LE ROI.--Nous nous sommes conduits à merveille, braves compatriotes:
mais tout n'est pas fait; les Français tiennent encore la plaine.
EXETER.--Le duc d'York se recommande à Votre Majesté.
LE ROI.--Vit-il, ce cher oncle? Trois fois, dans l'espace d'une heure,
je l'ai vu terrassé, et trois fois se relever et combattre. De son
casque à son éperon, il n'était que sang.
EXETER.--C'est en cet état, le brave guerrier, qu'il est couché,
engraissant la plaine; et à ses côtés sanglants est aussi gisant le
noble Suffolk, compagnon fidèle de ses honorables blessures! Suffolk a
expiré le premier et York, tout mutilé, se traîne auprès de son ami, se
plonge dans le sang figé où baigne son corps, et soulevant sa tête par
sa chevelure, il baise les blessures ouvertes et sanglantes de son
visage, et lui crie: «Arrête encore, cher Suffolk, mon âme veut
accompagner la tienne dans son vol vers les cieux. Chère âme, attends la
mienne; elles voleront unies ensemble, comme dans cette plaine glorieuse
et dans ce beau combat, nous sommes restés unis en chevaliers.» Au
moment où il disait ces mots, je me suis approché et je l'ai consolé. Il
m'a souri, m'a tendu sa main, et serrant faiblement la mienne, il m'a
dit:--Cher lord, recommande mes services à mon souverain. Ensuite il
s'est retourné, et il a jeté son bras blessé autour du cou de Suffolk,
et a baisé ses lèvres; et ainsi marié à la mort, il a scellé de son sang
le testament de sa tendre amitié, qui a si glorieusement fini. Cette
noble et tendre scène m'a arraché ces pleurs que j'aurais voulu
étouffer; mais j'ai perdu le mâle courage d'un homme; toute la faiblesse
d'une femme a amolli mon âme, et a fait couler de mes yeux un torrent de
larmes.
LE ROI.--Je ne blâme point vos armes; car, à votre seul récit, il me
faut un effort pour contenir ces yeux couverts d'un nuage, et prêts à en
verser aussi. (_Un bruit de guerre._) Mais écoutons! Quelle est cette
nouvelle alarme? Les Français ont rallié leurs soldats épars! Allons,
que chaque soldat tue ses prisonniers. Donnez-en l'ordre dans les rangs.
(Ils sortent.)
SCÈNE VII
Autre partie du champ de bataille.
_On voit entrer_ FLUELLEN ET GOWER.
FLUELLEN.--Comment! on a tué les enfants et le bagage! C'est contre les
lois expresses de la guerre; c'est un trait de bassesse aussi grand,
voyez-vous, qu'on en puisse offrir dans le monde. En votre conscience,
là, n'est-ce pas?
GOWER.--Il est certain qu'il n'est pas resté un seul de ces jeunes
enfants en vie; et ce sont ces infâmes poltrons qui se sauvent de la
bataille qui ont fait ce carnage: ils ont encore, outre cela, brûlé ou
emporté tout ce qui était dans la tente du roi; aussi le roi a-t-il,
très à propos, ordonné à chaque soldat d'égorger chacun leurs
prisonniers. Oh! c'est un brave roi!
FLUELLEN.--Il est né à Monmouth, capitaine Gower. Comment appelez-vous
la ville où Alexandre _le gros_ est né?
GOWER.--Alexandre le Grand, vous voulez dire?
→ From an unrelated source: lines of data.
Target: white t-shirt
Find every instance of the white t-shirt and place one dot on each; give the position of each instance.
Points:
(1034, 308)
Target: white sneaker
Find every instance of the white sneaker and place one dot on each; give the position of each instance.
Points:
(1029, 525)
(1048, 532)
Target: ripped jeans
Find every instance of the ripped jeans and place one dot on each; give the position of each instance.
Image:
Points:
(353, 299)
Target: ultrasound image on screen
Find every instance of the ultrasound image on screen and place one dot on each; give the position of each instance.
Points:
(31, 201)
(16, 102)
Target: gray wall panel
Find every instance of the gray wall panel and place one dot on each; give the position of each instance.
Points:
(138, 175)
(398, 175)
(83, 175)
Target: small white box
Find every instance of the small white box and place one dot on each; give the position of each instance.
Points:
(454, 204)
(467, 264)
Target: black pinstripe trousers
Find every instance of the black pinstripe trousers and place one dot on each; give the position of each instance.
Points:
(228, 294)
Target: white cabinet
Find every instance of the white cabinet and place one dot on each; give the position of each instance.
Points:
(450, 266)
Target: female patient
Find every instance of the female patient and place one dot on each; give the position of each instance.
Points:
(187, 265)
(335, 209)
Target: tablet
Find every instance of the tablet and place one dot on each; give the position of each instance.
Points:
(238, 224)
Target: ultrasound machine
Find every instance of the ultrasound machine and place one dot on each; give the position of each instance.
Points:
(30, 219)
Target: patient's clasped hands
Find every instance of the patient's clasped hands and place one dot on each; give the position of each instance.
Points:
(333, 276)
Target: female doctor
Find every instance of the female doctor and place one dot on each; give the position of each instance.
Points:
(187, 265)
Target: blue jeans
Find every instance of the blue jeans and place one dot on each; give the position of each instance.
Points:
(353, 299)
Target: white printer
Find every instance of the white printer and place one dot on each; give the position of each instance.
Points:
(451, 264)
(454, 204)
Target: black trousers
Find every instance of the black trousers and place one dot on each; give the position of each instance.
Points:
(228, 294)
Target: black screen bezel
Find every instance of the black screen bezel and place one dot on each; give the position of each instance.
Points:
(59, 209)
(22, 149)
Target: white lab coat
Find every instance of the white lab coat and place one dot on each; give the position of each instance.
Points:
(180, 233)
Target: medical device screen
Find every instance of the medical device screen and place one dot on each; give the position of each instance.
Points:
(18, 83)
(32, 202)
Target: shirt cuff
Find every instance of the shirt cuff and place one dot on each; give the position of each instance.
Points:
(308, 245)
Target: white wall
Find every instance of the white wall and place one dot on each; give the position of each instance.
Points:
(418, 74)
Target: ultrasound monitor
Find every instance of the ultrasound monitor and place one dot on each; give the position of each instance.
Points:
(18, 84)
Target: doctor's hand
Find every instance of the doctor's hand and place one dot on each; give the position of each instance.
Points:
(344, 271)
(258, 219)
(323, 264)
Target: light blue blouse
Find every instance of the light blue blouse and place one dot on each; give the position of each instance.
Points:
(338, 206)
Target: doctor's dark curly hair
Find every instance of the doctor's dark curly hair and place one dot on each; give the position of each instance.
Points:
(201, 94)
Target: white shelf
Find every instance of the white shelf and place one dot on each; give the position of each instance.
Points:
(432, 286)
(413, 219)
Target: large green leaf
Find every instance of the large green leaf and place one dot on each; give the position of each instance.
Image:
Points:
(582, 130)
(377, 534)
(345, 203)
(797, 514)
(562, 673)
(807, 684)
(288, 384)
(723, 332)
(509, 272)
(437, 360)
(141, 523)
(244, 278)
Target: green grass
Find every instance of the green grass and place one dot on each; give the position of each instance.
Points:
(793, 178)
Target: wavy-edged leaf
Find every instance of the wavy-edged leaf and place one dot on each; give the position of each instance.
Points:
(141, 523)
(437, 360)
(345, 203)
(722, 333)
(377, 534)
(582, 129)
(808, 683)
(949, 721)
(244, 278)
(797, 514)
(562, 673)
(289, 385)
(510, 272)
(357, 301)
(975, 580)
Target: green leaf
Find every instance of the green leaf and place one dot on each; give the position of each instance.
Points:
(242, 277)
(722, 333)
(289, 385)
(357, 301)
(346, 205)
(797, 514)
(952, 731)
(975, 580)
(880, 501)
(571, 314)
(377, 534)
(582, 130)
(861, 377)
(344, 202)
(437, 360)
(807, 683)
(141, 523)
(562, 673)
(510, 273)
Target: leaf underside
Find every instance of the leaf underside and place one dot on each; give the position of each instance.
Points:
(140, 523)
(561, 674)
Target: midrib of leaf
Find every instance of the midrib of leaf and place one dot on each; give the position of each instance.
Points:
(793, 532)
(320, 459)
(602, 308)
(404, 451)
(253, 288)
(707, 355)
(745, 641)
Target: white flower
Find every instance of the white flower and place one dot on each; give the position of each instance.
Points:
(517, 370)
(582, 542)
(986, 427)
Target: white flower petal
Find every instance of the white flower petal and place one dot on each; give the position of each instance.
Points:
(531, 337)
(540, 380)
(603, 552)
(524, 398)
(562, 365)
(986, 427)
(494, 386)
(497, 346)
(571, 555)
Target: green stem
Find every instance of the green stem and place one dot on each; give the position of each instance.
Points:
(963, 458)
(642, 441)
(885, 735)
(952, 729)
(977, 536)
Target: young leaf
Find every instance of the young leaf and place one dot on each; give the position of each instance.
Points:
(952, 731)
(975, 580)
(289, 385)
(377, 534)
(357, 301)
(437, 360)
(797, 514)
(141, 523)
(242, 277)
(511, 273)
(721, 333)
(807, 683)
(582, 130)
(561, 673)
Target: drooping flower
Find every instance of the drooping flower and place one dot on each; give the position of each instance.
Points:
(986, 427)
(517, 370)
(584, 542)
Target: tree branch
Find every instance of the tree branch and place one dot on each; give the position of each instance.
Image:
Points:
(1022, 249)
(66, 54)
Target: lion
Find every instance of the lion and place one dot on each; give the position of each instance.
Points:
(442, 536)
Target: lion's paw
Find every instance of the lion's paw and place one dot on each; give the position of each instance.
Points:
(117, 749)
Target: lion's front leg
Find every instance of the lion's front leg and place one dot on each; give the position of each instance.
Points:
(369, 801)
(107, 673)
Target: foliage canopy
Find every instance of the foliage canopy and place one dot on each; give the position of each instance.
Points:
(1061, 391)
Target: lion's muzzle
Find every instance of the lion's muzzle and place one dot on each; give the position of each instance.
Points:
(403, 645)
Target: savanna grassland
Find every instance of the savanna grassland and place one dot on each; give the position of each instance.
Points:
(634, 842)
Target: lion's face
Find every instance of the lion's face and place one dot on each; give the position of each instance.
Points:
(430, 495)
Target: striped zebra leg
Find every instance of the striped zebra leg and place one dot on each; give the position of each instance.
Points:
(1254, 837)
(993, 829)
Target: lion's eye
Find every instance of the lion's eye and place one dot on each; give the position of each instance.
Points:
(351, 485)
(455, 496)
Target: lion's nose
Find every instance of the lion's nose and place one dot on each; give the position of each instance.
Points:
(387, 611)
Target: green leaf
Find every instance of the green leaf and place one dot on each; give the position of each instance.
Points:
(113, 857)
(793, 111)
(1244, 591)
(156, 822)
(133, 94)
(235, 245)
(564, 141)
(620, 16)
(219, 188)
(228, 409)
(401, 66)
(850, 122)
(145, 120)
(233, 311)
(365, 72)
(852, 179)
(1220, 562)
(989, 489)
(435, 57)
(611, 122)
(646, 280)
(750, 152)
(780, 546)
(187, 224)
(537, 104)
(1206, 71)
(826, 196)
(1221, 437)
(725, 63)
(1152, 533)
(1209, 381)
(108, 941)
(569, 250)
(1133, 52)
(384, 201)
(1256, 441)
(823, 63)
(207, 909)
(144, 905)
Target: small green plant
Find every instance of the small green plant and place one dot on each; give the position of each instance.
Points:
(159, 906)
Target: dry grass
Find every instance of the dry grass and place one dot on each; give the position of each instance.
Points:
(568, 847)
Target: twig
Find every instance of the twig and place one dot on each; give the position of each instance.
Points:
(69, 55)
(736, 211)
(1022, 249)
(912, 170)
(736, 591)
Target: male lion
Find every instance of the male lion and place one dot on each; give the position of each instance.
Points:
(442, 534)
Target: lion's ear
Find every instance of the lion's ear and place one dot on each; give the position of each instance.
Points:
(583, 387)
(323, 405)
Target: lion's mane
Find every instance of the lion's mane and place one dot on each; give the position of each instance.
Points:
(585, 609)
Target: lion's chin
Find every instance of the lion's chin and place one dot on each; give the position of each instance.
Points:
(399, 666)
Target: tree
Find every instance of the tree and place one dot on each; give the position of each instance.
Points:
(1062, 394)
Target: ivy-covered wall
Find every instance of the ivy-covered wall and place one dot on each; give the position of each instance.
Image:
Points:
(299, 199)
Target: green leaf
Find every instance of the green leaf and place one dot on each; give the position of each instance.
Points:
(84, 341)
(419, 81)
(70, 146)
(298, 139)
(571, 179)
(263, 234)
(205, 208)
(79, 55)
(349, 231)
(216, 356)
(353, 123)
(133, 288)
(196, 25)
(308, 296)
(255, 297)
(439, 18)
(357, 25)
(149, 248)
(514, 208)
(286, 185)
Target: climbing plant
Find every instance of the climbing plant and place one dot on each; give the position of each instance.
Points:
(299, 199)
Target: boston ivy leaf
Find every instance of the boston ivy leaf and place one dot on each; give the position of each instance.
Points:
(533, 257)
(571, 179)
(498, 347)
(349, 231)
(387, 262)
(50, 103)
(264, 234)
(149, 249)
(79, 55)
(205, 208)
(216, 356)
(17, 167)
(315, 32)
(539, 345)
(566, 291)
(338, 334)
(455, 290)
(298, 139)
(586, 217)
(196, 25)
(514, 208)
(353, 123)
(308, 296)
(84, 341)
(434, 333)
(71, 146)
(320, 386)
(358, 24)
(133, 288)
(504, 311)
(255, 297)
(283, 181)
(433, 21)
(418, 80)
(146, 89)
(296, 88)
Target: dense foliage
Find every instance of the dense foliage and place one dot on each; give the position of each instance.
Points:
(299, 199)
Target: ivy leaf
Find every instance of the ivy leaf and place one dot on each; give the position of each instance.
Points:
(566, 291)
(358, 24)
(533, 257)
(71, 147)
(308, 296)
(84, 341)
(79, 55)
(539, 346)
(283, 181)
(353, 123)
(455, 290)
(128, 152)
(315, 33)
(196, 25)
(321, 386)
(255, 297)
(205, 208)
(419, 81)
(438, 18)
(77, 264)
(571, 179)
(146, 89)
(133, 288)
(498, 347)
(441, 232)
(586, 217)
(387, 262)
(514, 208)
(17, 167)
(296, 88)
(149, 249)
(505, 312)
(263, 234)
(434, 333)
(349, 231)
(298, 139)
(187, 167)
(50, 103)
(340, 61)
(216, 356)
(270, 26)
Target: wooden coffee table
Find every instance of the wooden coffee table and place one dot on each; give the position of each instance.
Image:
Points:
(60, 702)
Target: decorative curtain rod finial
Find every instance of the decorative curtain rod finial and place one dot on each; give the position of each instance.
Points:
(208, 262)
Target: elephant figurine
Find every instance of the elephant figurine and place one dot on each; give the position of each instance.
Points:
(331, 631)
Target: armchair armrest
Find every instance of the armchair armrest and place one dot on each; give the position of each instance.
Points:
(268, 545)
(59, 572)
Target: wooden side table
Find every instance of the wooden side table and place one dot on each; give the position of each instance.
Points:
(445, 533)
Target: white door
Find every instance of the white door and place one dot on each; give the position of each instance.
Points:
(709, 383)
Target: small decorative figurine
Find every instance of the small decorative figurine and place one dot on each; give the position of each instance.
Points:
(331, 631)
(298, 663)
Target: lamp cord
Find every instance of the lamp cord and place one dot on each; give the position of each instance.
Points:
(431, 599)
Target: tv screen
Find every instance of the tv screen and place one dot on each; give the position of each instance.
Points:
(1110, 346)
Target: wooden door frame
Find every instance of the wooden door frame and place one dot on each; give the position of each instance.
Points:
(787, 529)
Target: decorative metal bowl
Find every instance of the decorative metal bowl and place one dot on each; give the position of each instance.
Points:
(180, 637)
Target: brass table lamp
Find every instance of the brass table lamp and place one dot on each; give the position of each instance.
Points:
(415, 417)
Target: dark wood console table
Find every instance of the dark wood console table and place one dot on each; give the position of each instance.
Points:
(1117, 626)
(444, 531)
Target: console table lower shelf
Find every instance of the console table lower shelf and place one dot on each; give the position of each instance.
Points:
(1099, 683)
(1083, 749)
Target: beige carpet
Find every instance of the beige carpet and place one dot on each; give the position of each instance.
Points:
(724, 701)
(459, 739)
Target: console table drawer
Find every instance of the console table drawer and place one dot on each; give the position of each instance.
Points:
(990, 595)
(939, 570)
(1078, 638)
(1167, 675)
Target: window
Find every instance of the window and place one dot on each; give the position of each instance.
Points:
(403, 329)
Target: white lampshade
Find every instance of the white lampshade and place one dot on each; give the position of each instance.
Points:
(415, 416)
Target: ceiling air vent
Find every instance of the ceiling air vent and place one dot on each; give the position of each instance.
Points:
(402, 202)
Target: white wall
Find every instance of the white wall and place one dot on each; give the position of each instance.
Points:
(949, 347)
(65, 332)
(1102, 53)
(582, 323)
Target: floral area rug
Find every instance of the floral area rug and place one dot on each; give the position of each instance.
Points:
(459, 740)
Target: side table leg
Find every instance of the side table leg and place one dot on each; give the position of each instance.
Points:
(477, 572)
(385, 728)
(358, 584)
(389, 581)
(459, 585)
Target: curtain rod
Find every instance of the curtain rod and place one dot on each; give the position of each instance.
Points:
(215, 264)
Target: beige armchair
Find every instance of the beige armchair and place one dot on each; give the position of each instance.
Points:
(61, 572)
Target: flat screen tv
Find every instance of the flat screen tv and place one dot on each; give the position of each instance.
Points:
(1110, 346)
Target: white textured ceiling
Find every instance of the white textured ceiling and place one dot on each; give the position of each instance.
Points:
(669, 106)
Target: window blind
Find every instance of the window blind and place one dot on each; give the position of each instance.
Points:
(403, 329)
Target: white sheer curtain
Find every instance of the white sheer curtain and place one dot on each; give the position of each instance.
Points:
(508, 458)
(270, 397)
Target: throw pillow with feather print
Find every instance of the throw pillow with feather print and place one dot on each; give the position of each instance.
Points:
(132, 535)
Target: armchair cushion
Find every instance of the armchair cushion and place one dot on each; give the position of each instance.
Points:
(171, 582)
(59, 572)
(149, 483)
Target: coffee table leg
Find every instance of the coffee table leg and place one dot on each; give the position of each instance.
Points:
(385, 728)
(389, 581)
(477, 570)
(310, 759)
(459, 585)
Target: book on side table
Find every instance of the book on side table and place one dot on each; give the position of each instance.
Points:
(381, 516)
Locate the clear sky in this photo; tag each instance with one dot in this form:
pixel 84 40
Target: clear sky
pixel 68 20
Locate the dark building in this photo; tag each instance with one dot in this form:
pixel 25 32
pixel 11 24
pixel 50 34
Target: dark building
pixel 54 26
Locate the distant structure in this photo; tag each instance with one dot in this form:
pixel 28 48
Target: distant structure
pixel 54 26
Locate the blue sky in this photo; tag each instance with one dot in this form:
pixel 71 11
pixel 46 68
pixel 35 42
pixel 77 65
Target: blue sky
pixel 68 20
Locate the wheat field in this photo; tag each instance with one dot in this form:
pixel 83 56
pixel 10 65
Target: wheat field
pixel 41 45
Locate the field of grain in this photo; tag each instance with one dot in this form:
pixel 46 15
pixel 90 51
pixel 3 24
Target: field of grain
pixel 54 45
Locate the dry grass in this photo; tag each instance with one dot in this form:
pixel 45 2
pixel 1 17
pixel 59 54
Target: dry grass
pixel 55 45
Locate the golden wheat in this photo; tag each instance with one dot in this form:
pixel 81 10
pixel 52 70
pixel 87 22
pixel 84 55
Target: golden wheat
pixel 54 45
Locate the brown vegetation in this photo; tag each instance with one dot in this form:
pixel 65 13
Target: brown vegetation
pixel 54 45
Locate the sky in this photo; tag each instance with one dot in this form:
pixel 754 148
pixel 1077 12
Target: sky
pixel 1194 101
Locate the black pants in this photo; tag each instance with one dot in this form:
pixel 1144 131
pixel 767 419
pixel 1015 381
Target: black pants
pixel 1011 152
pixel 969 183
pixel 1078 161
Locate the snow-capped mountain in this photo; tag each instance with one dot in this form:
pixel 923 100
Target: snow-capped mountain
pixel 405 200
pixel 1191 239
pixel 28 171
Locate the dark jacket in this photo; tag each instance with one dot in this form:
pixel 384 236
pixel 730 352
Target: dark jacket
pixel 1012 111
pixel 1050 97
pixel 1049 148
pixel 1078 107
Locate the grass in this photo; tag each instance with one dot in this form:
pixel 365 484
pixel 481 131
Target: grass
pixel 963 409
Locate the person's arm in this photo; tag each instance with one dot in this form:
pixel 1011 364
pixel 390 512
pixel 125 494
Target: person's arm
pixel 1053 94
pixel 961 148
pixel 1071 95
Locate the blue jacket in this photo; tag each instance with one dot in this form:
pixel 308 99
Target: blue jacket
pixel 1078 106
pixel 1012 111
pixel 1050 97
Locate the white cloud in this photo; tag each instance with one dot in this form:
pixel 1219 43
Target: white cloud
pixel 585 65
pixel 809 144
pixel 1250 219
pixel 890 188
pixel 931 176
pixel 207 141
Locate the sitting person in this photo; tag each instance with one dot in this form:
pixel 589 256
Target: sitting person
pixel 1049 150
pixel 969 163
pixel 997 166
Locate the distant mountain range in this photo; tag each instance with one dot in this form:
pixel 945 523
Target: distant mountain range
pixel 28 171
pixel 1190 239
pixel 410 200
FLUELLEN.--Quoi, je vous prie, est-ce que _le gros_ et _le grand_ ne
sont pas la même chose? Le gros, ou le grand, ou le puissant, ou le
magnanime, reviennent toujours au même, sinon que la phrase varie un
peu.
GOWER.--Je crois qu'Alexandre le Grand est né en Macédoine. Son père
s'appelait.... Philippe de Macédoine, à ce que je crois.
FLUELLEN.--Je crois aussi que c'est en Macédoine qu'Alexandre est né. Je
vous dirai, capitaine, si vous cherchez dans les cartes du monde, je
vous assure que vous trouverez, en comparant Macédoine avec Monmouth,
que leur situation, voyez-vous, sont toutes deux les mêmes. Il y a une
rivière en Macédoine, il y en a une aussi à Monmouth. Celle de Monmouth
s'appelle Wye; mais pour le nom de l'autre rivière, cela m'a passé de la
cervelle; mais ça n'y fait rien; c'est aussi semblable l'un à l'autre,
comme mes doigts sont avec mes doigts, et elles ont toutes deux du
saumon. Si vous faites bien attention à la vie d'Alexandre, la vie de
Henri de Monmouth lui ressemble passablement bien aussi, dans ses rages
et dans ses furies, et dans ses emportements et dans ses colères, et
dans ses humeurs et dans ses chagrins, et dans ses indignations; et
aussi étant un peu enivré dans sa cervelle, il a, dans son vin et sa
fureur, tué son meilleur ami Clitus.